Not long ago biometric technology was something of sci-fi movies and novels. In Star Trek II: The Wrath of Khan, Captain Kirk gains access to top secret files with a retinal scan used for verifying his identity. Today, biometrics are part of everyday life. We use this technology constantly to unlock our mobile devices multiple times a day. The biometric sensors embedded in our devices protect our data and enable us to access our bank accounts and make payments with the touch of a finger, and even by looking into the built-in camera.
The technology is complex, but its use couldn’t be simpler. A seamless user experience is driving the adoption of biometrics as a way of confirming identity. First, fingerprint recognition lets us unlock our phones simply by resting a finger on a button. And nowadays, the latest generation of smartphones can see our faces and authenticate us thanks to facial recognition. Biometrics allow a natural interaction with our devices, and more conveniently than remembering and entering a four or six-digit pin code.
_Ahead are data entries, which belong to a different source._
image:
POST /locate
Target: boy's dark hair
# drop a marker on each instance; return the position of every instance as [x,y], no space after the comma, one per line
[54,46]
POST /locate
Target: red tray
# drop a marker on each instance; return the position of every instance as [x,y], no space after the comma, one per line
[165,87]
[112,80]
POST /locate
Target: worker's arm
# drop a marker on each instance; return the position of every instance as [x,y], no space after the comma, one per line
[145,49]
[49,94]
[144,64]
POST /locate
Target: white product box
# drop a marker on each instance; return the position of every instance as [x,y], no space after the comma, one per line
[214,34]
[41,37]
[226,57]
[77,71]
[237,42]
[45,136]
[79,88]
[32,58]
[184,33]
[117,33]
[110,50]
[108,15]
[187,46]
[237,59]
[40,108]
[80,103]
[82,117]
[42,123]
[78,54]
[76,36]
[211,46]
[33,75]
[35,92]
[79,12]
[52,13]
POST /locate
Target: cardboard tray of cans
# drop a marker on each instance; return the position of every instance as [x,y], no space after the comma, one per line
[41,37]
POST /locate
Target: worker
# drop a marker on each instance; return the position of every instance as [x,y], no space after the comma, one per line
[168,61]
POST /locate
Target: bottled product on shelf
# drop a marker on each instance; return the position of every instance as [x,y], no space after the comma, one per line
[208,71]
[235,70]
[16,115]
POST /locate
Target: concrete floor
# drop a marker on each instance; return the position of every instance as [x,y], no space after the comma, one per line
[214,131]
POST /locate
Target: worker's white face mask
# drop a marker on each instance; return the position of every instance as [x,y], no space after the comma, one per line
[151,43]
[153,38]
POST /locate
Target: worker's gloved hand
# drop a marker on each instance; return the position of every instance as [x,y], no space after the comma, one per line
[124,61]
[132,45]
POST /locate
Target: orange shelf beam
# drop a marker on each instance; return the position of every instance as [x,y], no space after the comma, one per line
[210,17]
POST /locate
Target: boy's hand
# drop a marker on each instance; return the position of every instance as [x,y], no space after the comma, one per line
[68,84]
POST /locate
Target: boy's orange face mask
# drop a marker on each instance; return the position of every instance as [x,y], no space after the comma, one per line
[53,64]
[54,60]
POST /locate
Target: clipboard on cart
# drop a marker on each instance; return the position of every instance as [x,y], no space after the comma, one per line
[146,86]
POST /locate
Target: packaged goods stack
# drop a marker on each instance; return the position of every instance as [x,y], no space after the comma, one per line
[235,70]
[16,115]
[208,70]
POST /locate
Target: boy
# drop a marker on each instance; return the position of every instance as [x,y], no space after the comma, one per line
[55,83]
Facial recognition to ease boarding
Identity checks and authentication are the most popular application of biometrics. Travel, which requires several identity checks during a journey, will greatly benefit from the development of biometrics. At the airport, for example, we must show our IDs and passports at the check-in desk, at passport control and at the gate before boarding. Thanks to the use of biometrics, passengers could go through these checkpoints by just showing their faces instead of a passport or a boarding pass.
According to a study by aviation technology specialist SITA, 63% of airports and 43% of airlines plan to invest in biometric ID management solutions in the next three years. Airlines expect to make boarding easier and quicker for passengers.
A number of airlines are carrying out facial recognition trials to ease check-in and boarding. Last year, Finnair and airport operator Finavia trailed the technology at Helsinki airport. To board via facial recognition, the customer needed to upload their pictures on to a face recognition system via a mobile app. This year Lufthansa began a pilot project at Los Angeles airport utilizing self-boarding gates with facial recognition cameras that capture passenger’s facial images as they approach the device. The image is securely sent to the US Customs and Border Protection database for real-time matching and verification. After a successful match, taking just a few seconds, the system recognizes the passenger and lets them through to board. Thanks to this system, passengers do not have to show a boarding pass or a passport at the gate.
Similarly, facial recognition can also make the long lines at customs and passport control a thing of the past. Biometrics are now in use at nine US international airports. Most recently, the Miami International Airport implemented a wholly biometric facial recognition passport screening. The system allows screening of as many as 10 passengers per minute to meet the challenge of balancing increasing traveler volumes and security.
Surveys and studies report that 57% of passengers would definitely use biometrics, instead of a passport or boarding pass, for identification across the journey. The technology is convenient, so travelers are willing to embrace it. However, its expansion is also raising legal questions and privacy concerns. Are airports, airlines and authorities allowed to collect biometric data?
To respond to privacy concerns, the biometric ID management system tested at Helsinki airport turned facial images into untraceable bio-metric IDs. Other systems delete data as soon as the passenger boards the plane.
Despite these concerns, the run for the ‘digital airport’ is on. Traveling without carrying any travel documents could be a reality very soon.